The measures will place an increased onus on farmers to practice good husbandry that helps prevent disease outbreaks.
A plenary session of the European Parliament (EP) voted today (Tues) to endorse rules which replace 39 pieces of legislation on animal welfare passed over the last 50 years that MEPs have said were “outdated”.
They impose duties on farmers to practice good animal husbandry. Diseases the legislation aims to tackle include avian flu and foot-and-mouth disease.
Swedish liberal Jasenko Selimović, the MEP coordinating votes on the subject (called a ‘rapporteur’), speaking at Monday’s debate before the vote was taken, said: “This is the first law that links animal welfare with public health under the new ‘one-health’ approach to tackle diseases that can affect both animals and humans. We are now better prepared to tackle outbreaks in the future.”
He said the draft law clarified and simplified the rules and were proof that the EU could cut red tape.
Italian socialist MEP Michela Giuffrida hailed the measures, claiming they had “finally managed to ensure animal health”. “A poorly treated animal can never be a healthy animal. Animals are too often tortured and this is too often ignored.”
The move followed a debate at the parliament’s agriculture committee last month where the measures were approved overwhelmingly.
Selimović argued that as a result of checks intrigued under the law: “It will now be very difficult to mask poor animal husbandry through the use of antibiotics.” He added that it would also promote the sharing of scientific knowledge to produce new antibiotic veterinary medicines.

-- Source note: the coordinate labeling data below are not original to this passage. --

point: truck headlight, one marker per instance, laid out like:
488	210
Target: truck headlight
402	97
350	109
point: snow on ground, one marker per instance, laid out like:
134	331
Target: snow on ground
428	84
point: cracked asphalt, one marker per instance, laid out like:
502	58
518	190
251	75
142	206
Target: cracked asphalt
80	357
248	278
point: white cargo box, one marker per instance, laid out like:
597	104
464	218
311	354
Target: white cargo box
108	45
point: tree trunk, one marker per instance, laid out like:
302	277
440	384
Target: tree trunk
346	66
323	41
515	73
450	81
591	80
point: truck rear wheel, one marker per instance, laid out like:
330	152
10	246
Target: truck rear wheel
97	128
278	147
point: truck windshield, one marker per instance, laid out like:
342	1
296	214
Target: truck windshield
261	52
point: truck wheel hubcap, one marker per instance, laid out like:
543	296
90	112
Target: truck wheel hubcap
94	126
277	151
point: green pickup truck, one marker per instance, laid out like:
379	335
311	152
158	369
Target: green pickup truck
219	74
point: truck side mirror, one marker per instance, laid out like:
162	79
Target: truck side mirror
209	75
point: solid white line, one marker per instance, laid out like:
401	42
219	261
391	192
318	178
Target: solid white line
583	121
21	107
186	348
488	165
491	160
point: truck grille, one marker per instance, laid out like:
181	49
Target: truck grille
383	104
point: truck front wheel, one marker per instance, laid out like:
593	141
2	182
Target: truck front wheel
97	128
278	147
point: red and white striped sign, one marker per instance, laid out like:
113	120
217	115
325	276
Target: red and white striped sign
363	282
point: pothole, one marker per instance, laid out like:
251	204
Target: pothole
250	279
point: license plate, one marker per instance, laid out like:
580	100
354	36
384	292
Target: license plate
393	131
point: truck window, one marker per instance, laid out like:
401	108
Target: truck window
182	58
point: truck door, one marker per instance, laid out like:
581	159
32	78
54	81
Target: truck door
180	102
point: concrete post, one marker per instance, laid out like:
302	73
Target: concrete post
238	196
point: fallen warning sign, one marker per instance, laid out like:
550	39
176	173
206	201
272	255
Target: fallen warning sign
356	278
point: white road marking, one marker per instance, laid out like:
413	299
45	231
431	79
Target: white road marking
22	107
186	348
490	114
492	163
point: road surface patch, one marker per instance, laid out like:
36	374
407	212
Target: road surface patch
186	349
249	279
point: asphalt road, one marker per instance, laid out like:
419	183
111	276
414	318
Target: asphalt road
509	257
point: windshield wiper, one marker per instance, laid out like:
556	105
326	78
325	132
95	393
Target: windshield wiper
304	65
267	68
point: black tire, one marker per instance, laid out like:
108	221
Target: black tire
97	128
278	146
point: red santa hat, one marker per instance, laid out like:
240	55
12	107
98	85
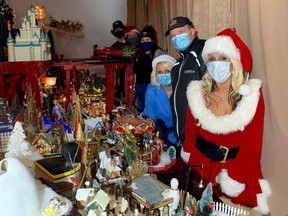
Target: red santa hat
227	42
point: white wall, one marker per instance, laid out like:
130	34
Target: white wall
97	17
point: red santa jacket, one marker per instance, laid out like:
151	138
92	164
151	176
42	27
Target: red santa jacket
240	178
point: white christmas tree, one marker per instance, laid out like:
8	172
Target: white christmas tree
17	145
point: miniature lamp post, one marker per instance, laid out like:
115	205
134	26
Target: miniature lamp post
50	82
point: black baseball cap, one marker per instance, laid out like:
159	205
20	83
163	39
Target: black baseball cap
178	22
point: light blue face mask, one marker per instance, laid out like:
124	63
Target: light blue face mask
181	42
164	79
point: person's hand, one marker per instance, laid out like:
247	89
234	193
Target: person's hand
172	138
228	185
185	156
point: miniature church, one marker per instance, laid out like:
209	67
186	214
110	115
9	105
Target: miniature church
32	44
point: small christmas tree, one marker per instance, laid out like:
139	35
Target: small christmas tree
17	144
206	203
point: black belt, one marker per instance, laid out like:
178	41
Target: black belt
215	152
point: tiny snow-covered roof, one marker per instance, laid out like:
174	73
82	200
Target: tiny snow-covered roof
47	137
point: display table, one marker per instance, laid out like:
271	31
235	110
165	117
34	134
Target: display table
110	65
17	73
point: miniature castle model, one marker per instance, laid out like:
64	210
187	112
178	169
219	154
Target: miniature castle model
31	44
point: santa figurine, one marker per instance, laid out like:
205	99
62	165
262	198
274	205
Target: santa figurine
175	194
225	119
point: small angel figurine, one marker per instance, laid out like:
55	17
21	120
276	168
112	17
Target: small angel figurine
58	110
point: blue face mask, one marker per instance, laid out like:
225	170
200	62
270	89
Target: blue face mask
146	46
181	42
164	79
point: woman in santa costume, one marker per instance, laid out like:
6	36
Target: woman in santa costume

The law also forces national governments to protect livestock farmers from stray dogs through a new system of dog registration.

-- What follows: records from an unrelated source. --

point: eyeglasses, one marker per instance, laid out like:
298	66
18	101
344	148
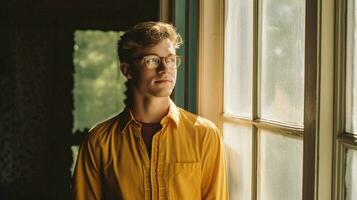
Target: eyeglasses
154	61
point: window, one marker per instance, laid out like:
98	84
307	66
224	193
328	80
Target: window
346	115
98	83
263	56
263	104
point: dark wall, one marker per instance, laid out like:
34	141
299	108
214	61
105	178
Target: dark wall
36	81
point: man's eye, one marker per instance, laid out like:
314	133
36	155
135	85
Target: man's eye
152	61
170	59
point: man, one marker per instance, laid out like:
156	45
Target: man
153	149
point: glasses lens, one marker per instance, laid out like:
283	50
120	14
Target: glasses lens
178	61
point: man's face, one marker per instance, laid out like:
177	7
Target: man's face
157	82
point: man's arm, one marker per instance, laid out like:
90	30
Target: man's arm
214	178
87	178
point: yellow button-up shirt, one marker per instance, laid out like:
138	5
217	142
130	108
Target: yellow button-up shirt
187	160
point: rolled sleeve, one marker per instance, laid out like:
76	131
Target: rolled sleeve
87	178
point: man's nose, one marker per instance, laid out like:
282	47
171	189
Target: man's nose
162	66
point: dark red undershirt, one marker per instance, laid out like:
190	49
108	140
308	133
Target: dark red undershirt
148	131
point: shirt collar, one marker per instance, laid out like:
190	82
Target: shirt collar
127	117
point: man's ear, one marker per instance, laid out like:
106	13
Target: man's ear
125	69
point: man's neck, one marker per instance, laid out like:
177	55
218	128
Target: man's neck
150	110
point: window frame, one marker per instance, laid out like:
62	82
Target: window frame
211	77
342	139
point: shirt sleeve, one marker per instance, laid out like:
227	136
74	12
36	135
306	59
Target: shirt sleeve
87	178
214	178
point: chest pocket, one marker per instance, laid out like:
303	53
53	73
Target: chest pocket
185	180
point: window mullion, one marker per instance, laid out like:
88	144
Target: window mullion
310	100
255	107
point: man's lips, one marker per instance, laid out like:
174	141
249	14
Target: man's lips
163	81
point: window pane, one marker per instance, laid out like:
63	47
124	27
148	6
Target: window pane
351	61
282	60
238	58
98	84
238	143
280	167
351	174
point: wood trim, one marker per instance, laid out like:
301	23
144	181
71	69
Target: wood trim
165	7
325	135
311	112
255	97
339	100
268	125
211	60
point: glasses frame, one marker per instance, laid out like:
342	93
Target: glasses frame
161	60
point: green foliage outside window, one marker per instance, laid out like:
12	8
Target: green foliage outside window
98	83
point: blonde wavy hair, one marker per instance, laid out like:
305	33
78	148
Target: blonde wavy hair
146	34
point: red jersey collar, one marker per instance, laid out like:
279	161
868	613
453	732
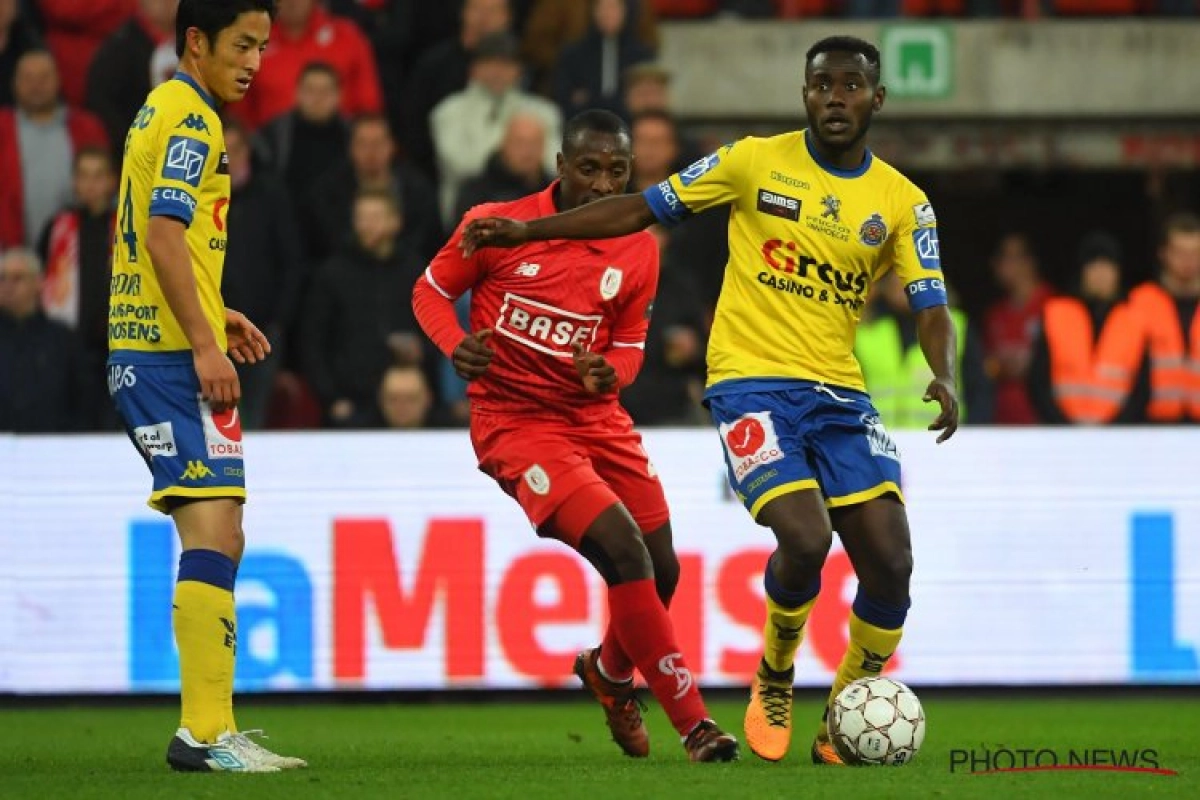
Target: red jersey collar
546	208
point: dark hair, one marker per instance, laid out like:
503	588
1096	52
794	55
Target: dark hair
319	67
594	120
847	44
211	17
1181	222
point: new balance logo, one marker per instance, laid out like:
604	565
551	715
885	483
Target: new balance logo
684	680
874	661
197	470
195	122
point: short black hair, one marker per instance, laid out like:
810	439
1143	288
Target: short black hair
847	44
211	17
594	120
319	68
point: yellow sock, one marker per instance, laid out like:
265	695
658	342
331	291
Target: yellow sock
783	633
869	650
205	632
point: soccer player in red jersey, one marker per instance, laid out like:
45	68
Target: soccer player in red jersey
557	329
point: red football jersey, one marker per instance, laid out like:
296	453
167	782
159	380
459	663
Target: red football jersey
540	299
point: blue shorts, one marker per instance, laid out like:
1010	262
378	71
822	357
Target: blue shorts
786	435
191	451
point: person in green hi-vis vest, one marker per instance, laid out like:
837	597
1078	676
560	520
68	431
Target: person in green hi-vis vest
895	371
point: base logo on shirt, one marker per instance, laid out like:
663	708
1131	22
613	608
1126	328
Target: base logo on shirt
874	232
610	283
750	441
538	480
222	431
545	328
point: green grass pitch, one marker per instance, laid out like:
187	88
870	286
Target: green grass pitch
559	749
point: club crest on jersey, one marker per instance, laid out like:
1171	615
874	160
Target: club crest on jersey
874	232
610	283
833	208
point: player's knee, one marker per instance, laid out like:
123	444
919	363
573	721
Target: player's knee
802	547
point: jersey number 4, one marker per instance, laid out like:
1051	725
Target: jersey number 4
129	234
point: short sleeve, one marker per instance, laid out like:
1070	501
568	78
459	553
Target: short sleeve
181	158
916	254
717	179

EU health and food safety commissioner Vytenis Andriukaitis said later: “This is a very important piece of draft legislation.”
Northern Ireland unionist MEP Diane Dodds gave the draft law a “cautious welcome”, adding: “We still need more scientific evidence into the causes of AMR. Farmers must have the tools to protect animal welfare.”

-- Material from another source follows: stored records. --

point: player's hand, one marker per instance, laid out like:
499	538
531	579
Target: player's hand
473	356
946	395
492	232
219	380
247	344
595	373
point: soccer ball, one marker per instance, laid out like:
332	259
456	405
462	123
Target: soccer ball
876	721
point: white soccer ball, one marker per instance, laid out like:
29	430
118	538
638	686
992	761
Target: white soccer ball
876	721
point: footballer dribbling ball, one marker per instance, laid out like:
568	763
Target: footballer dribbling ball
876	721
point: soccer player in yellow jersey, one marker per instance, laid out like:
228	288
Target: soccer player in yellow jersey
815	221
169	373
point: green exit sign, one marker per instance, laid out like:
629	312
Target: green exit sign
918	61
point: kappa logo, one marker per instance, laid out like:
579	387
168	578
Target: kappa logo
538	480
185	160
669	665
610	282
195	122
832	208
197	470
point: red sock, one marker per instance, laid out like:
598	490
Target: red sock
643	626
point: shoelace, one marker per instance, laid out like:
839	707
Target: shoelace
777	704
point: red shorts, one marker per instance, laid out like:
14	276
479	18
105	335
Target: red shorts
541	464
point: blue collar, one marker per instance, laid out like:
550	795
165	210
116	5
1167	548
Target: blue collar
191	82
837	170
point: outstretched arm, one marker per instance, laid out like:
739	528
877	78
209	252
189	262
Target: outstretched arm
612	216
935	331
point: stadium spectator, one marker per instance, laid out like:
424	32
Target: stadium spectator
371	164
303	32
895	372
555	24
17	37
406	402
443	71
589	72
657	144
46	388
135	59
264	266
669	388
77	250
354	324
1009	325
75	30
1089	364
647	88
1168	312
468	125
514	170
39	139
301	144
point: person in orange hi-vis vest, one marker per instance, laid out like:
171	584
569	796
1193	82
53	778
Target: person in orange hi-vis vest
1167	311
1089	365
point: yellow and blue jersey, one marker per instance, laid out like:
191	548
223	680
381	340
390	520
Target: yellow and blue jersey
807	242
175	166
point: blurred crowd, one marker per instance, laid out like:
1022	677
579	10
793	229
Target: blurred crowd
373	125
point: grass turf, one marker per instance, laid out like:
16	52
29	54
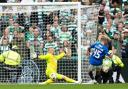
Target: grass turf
64	86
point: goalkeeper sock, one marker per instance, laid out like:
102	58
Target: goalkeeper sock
48	81
91	75
69	80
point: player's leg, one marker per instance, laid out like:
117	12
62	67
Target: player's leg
118	70
98	73
51	77
48	81
67	79
91	69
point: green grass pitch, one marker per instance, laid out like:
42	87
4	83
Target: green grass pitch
64	86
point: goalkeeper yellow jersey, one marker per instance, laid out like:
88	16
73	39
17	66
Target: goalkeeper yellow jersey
51	61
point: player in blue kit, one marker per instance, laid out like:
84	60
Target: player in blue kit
100	50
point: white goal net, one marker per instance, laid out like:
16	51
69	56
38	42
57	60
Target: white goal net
35	28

Dodds also called for regulators to ensure the law was evenly implemented across the EU to ensure that livestock producers did not gain a cost advantage within the European market by shirking its rules.
And another Northern Ireland unionist James Nicholson MEP said the new law replaced “almost 40 pieces of outdated and often inconsistent legislation”. He welcomed the new law as “a drive for better regulation and against red tape”.
Under the law, the European Commission will monitor the use of animal antibiotics and publish data. And European Food Safety Authority (EFSA) experts will be consulted when updating the EU list of potentially dangerous diseases, with farmers' organisations, veterinary associations, animal welfare movements and others involved in drafting contingency plans.
The regulation will now be published in the EU Official Journal before becoming law as early as next month.
The law was welcomed by European farmers’ union Copa-Cocega, but spokesperson Amanda Cheesley said her organisation wanted to see how implementing rules and delegated acts would influence how it was rolled out.
“We believe that livestock farmers respect good animal husbandry principles and it’s our view that antibiotics must be used responsibly,” she said. “All animal health stakeholders are committed to responsible use.”